I Woke Up in the Ashes to Find a Flower on a Tombstone (2025)
Doktor Sessiz Kaldı, Bu Yüzden Ben Kıyamete Dönüştüm, Hai no naka de mezametara, bohyou ni saku hana o mitsuketa, 灰の中で目覚めたら、墓標に咲く花を見つけた
Gökyüzü alevlerin kızıl rengine boyanmış, hava zehirli bir dumanla boğulmuştu. Gözlerimi açtığımda hatırladığım tek şey, etrafımdaki yıkım ve zihnimde yankılanan o çaresiz fısıltıydı: “Yaşa.“
Benim adım Leo. Ya da en azından bana öyle söylendi.

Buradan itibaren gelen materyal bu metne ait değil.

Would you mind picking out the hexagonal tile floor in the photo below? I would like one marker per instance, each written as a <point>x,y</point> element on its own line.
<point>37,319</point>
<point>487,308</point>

Burası, Kızıl Veba’nın insanlığı tükettiği, şehirlerin “Kızıl Yara“ ve “Hükümet“ arasındaki savaşta eriyip gittiği bir dünya. Burada doktorlar şifa değil sessizlik dağıtıyor, kahraman sanılanlar ise yürüyen birer felakete dönüşüyor.
Kimliğim, geçmişim ve içimde mühürlü duran o korkutucu öfke... Hepsi küllerin altına gömülü.
Bir yanda, geçmişin günahlarını bir mezar taşı gibi sessizce taşıyan Doktor. Diğer yanda, dünyayı yakıp kül etmeye yeminli, durdurulamaz bir Felaket.
Ve ben... Bu iki devasa gücün gölgesinde, sadece hayatta kalmaya çalışan, hafızası silinmiş bir çocuk.
Ama en karanlık küllerin arasında bile, bazen imkansız bir çiçek açar. Bu hikaye bir kurtuluş masalı değil. Bu, donmuş bir dünyada ateşi tekrar yakmanın hikayesi.
Geçmiş küle döndüğünde, gelecek kime aittir?